3. Proposed Approach

The proposed approach aims to improve the accuracy of human activity classification by employing a new DBN-based HAR method. As a first step, we segment the video sequences from the human activity dataset into frames. Next, we convert the result into binary frames and we carry out a set of morphological filtering operations on the new frames in order to enhance their quality. Following this, we transform the new frames into a binary vector in order to create an input matrix that contains the training data and the testing data, as well as their labels. This matrix represents the input data for our DBN architecture, as shown in Figure 1. In the final step, we train the DBN classifier with the training data matrix and extract the classification result.

For the binarization step, we utilized two techniques, depending on how the background lighting compared to the object in the frame. The thresholding algorithm was employed where the object was clearer compared to the background, or vice versa. On the other hand, the background detection algorithm was used for the frames that are characterized by similar degrees of illumination for the object and the background. Then, we applied some morphological filters such as erosion, dilation, etc. for eliminating binary frame noise as well as finishing. From each binary frame, a binary vector was created such that the number of vector columns is the product of the number of columns and the number of lines (i.e. the original frame size). As each binary vector takes a line in the matrix, this yields a matrix in which each line represents a binary frame (see Figure 1).
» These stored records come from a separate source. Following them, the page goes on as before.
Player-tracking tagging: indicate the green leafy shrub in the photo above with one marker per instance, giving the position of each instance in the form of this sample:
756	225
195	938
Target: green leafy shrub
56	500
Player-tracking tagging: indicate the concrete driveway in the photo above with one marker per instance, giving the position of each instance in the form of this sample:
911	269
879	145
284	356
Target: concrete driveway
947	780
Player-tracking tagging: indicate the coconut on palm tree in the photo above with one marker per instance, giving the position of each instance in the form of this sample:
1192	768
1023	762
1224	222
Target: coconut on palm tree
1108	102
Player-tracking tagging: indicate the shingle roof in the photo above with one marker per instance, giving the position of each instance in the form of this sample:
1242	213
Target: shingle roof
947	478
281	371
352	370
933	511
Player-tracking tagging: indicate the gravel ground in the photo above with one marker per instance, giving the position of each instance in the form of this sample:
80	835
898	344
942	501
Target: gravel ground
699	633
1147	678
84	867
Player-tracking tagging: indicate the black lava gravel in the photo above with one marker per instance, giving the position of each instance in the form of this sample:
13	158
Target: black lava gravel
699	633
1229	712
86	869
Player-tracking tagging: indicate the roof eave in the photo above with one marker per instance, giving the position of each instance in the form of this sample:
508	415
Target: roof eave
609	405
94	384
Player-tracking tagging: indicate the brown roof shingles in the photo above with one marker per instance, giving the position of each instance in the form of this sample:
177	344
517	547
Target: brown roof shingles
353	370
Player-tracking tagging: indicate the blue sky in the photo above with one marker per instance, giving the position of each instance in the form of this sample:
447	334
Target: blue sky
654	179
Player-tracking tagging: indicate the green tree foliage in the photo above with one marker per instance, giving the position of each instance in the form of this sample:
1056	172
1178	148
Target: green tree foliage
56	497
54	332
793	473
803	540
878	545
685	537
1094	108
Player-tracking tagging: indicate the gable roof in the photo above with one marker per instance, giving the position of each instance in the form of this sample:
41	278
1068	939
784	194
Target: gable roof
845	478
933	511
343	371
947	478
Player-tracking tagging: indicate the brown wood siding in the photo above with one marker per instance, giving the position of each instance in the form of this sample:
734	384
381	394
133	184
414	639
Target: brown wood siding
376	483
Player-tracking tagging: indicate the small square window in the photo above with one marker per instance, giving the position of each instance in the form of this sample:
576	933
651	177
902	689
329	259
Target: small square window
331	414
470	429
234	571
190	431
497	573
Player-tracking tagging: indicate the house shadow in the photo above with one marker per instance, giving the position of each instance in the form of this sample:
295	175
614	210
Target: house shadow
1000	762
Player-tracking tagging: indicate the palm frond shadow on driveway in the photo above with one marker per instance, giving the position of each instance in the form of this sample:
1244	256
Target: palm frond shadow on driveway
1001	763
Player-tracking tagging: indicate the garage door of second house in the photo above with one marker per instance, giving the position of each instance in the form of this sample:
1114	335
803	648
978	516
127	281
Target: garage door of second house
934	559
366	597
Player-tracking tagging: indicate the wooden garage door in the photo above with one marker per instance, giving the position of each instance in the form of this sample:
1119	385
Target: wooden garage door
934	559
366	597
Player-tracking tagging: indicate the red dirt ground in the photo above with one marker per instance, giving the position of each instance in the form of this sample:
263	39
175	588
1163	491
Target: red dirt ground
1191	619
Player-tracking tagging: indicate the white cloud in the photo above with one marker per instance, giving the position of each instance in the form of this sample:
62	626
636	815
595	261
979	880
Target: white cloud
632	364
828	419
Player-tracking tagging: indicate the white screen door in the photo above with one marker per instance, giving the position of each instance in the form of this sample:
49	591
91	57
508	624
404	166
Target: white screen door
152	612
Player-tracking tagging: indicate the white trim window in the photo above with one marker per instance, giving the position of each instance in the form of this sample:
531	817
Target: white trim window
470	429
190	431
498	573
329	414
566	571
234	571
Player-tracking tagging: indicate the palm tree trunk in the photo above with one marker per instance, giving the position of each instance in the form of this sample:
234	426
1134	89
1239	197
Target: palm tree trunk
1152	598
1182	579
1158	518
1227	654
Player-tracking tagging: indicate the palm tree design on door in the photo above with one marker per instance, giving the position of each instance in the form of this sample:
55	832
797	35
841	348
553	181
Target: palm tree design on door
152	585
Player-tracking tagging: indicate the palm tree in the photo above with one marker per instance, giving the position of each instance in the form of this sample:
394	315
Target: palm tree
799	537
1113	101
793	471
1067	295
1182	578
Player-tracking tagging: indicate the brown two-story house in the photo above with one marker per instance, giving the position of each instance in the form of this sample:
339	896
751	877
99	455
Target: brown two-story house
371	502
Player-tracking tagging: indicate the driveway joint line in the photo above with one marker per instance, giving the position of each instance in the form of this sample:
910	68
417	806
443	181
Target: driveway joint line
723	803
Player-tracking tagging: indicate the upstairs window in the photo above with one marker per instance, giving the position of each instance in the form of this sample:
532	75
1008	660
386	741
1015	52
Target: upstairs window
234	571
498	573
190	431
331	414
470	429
Figure 1. Framework of the proposed method

3.1 Deep belief networks

Recently, a large amount of research has been carried out on the subject of deep learning. The aim of this research is to determine the means by which unsupervised learning can be used to represent input data in more abstract ways. Input data represented in such ways can be applied to numerous tasks, including classification and regression. Standard neural networks were intended to learn those deep representations. However, deep neural networks (i.e. neural networks that have many hidden layers) are difficult to train using gradient descent [17]. The DBN solved this problem by adding an unsupervised pre-training phase to a greedy layer. This unsupervised pre-training builds a representation from which it is possible to do successful supervised learning by fine-tuning the resulting weights using gradient descent learning [5, 17]. Stated differently, the unsupervised stage sets the network weights closer to a good solution than random initialization, avoiding local minima when we use a supervised gradient descent. The DBN is an ANN architecture that is used to create generative graphics models, which was first introduced by Hinton [1]. The DBN is a type of deep neural network composed of multiple layers of stochastic and latent variables which are connected to each other, but not between units within each layer (see Figure 2). The DBN model can generate probabilistic, binary and Gaussian data. The first of the DBN’s two parts includes reconstruction layers, which are responsible for converting the input data into an abstract representation. The second part is formed by layers that transform this abstract representation into classification labels for the purpose of class prediction.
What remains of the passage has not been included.